Molecular Polarity

Molecular Polarity

Molecules and bonds can be classified in a variety of ways. Both can placed into the category of being polar or non-polar. For a molecule or bond to be polar, there has to be a separation of electric charge into two poles, one positive and one negative. A non-polar molecule or bond has a net electronegativity of zero and has a symmetrical charge.

Many polar molecules have a permanent dipole. A permanent dipole is when two atoms within a molecule have two different electronegativity amounts. One atom pulls the shared electrons closer to it, making it more negatively charged, and the other one more positive. This causes two ends of a molecule to become polar and have different charges. This makes the molecule unsymmetrical. The best example of this is a water molecule. The Oxygen molecule that shares electrons with the two hydrogen atoms is much more electronegative. It pulls the electrons closer to it than the hydrogen atoms do, and so the top end of the molecule becomes more negative and thus is polar. A molecule is non-polar, however, when the molecule is symmetrical and does not have an uneven distribution of charges. For example, carbon dioxide is a non-polar molecule. Carbon is in the middle, and the two oxygen atoms are on either side. The differences of electronegativity do not matter, however because, even though there are polar bonds within the molecule, they cancel out. The bonds are polar, but the molecule is symmetrical and thus not polar.

When a bond is polar, two different atoms that are covalently bonded have different electronegativity levels. The more electronegative atom pulls the shared electrons closer to it than to the other atom, making the bond polar. For example, in a bond shared between a chlorine atom and a hydrogen atom, the chlorine atom pulls the electrons closer to it. This makes the bond polar. An example of an non-polar bond would be between two hydrogen atoms bonding. Both have the same electronegativity, so there is a net electronegativity of zero.
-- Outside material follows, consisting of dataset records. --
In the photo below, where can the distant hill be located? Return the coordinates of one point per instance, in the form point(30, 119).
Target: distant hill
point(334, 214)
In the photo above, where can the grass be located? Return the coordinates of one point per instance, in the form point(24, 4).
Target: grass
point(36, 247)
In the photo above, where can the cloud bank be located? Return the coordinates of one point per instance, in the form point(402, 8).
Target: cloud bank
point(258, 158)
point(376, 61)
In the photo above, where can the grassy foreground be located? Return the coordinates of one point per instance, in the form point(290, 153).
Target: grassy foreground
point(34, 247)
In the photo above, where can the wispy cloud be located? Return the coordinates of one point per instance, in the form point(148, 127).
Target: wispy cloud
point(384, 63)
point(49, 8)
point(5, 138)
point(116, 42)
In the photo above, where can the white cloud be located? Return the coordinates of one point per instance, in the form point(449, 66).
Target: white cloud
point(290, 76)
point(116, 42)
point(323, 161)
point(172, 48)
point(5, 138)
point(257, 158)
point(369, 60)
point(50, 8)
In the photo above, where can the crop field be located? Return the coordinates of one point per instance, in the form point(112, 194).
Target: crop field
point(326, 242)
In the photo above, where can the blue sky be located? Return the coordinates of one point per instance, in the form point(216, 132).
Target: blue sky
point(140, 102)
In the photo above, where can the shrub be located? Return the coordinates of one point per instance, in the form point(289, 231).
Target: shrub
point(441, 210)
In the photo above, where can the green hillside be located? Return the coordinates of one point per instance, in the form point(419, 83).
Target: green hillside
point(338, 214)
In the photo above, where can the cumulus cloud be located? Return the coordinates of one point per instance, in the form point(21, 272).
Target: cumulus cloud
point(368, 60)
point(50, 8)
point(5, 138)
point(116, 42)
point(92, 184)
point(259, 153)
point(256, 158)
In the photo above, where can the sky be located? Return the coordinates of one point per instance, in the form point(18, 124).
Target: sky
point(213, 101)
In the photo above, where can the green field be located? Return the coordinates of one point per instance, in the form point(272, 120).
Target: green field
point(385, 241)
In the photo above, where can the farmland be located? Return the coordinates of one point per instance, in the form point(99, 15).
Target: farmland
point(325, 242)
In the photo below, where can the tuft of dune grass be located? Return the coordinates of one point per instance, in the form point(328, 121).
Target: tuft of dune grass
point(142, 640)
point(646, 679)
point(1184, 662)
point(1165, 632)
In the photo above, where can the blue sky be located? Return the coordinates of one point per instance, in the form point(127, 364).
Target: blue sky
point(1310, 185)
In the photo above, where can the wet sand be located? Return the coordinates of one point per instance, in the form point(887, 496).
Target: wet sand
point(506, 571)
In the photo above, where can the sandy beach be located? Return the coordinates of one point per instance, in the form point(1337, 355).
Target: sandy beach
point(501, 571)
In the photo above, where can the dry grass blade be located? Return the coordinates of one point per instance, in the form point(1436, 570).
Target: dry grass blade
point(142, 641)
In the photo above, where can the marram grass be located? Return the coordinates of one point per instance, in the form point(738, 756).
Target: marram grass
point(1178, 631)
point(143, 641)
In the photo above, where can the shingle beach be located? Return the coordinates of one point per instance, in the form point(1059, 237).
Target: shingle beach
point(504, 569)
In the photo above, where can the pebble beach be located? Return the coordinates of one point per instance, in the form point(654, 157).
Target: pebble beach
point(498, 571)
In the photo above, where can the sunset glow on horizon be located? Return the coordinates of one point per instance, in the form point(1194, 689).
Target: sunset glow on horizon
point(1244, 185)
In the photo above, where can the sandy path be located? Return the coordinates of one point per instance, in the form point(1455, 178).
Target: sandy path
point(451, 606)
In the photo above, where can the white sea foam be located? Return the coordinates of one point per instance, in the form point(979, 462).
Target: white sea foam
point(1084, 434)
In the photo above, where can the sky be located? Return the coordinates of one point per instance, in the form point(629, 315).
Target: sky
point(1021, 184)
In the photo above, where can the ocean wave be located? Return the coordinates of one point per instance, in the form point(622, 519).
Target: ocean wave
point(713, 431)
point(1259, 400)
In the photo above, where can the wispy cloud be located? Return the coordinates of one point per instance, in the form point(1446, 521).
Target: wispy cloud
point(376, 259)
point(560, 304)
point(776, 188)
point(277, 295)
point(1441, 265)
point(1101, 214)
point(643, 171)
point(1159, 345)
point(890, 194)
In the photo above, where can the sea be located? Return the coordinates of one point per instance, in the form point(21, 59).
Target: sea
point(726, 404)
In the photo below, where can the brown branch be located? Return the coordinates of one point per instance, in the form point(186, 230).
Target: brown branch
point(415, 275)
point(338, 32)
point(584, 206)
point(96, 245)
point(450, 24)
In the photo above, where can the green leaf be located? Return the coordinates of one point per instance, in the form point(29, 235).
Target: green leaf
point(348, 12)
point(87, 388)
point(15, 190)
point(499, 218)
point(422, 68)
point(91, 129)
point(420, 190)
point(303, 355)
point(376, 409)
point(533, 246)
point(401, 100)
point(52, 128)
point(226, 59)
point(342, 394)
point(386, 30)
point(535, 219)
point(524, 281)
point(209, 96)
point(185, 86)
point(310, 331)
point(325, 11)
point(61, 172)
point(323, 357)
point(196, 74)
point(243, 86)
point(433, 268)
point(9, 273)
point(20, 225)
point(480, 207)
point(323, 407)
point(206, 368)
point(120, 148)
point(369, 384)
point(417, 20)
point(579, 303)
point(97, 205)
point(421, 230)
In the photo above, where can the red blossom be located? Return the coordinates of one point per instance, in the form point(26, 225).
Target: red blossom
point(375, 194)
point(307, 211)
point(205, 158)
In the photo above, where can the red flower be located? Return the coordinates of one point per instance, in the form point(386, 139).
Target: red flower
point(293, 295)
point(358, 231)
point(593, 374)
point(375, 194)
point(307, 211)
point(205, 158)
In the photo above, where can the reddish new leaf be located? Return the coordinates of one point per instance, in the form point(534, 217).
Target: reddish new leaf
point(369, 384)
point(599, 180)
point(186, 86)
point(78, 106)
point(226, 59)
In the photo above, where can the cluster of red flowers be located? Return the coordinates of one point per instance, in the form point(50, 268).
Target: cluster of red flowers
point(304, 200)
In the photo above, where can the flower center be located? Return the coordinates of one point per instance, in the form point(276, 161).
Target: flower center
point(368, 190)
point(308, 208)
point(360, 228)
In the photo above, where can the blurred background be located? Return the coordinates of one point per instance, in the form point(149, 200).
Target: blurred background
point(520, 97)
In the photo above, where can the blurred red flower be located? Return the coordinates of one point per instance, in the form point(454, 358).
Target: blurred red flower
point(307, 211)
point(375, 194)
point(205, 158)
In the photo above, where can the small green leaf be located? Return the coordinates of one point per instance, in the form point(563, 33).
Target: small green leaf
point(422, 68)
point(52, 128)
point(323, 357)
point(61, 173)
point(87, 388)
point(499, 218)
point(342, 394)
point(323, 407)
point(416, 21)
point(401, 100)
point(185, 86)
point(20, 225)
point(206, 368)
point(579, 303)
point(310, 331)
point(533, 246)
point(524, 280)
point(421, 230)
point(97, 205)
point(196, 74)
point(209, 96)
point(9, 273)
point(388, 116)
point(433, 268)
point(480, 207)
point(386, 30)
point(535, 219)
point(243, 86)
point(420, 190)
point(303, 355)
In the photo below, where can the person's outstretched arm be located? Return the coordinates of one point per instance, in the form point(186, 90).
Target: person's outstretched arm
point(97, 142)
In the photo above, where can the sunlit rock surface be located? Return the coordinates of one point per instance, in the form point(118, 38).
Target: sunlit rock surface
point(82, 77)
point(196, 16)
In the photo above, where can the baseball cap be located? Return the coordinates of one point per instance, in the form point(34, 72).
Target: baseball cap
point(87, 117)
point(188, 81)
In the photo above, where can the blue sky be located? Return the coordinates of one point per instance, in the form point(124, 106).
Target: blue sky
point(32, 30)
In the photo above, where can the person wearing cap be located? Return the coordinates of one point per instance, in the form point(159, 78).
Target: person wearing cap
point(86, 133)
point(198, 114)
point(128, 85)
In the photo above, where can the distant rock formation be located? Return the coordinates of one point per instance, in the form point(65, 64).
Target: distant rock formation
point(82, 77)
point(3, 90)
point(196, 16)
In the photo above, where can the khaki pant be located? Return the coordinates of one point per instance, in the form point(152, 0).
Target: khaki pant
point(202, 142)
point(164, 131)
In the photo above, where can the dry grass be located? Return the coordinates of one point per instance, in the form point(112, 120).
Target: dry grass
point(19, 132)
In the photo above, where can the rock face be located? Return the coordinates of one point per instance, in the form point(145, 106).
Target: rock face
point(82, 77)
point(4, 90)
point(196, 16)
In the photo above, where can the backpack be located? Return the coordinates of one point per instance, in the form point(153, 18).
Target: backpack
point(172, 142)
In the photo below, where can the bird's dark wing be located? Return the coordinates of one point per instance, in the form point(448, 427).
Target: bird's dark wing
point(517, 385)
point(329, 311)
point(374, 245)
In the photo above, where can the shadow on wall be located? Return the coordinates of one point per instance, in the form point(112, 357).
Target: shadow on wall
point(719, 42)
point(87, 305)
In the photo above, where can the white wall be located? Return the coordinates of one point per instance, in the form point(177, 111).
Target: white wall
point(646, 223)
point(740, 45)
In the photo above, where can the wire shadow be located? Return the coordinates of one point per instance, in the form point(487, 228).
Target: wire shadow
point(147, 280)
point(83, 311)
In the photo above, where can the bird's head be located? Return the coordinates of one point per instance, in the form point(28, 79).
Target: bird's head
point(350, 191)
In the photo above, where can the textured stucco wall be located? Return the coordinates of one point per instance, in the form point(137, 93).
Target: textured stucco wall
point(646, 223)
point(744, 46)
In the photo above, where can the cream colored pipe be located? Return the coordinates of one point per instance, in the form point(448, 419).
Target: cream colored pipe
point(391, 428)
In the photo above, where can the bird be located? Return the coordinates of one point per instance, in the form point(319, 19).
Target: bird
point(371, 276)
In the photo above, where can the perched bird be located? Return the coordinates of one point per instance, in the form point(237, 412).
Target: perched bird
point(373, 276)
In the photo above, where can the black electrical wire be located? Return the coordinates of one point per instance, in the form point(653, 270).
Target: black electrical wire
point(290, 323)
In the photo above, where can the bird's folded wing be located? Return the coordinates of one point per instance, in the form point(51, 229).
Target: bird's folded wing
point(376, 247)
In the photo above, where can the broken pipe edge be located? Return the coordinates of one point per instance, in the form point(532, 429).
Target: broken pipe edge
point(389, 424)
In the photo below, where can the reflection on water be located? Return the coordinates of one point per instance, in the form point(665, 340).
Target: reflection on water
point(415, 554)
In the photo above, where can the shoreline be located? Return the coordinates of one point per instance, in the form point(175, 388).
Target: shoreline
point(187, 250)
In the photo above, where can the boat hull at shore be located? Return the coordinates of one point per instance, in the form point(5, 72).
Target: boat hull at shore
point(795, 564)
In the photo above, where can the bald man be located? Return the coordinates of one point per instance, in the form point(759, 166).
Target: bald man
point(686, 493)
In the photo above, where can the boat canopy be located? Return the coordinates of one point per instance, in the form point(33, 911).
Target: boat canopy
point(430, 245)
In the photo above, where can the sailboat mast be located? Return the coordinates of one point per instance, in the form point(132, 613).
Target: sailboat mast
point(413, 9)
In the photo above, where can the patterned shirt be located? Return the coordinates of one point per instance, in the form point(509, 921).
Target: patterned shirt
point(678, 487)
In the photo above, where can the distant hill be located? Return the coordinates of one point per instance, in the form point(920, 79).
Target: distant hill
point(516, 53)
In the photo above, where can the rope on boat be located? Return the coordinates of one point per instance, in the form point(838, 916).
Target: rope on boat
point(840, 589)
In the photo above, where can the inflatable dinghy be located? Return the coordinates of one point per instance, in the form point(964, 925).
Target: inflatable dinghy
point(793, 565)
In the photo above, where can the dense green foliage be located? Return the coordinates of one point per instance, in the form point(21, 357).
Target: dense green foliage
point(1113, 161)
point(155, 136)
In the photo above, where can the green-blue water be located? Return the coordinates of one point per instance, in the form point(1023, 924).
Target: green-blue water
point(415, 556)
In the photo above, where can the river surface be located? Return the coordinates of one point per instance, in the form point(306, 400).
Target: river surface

The polarity of molecules and bonds is important for the chemical and geometric formations of larger molecules. Molecules that are polar can be platforms for strings of other molecules, such as the ones in proteins. The poles of these molecules help orient and attract other molecules. They also help scientists predict the orientation of larger molecules and their behaviors. Polar molecules are also important when predicting whether a mixture can become a solid. Either two polar molecules mixed together can create a solution, or two non-polar molecules mixed together. A mixture of polar and non-polar molecules will not. For example, water is a polar molecule and oil, a non polar molecule, meaning they will not create a solution.

Molecules and bonds that are polar, both are created by differences in electronegativity. Polar molecules are unsymmetrical and have an unbalance of changes. Non-polar molecules are symmetrical and have evenly distributed charges. Polar bonds do not have a net electronegativity of zero, whereas non-polar bonds do. Finally, the polarity of molecules is important because they serve as platforms for larger molecules and help predict the ability of a mixture to become a solution.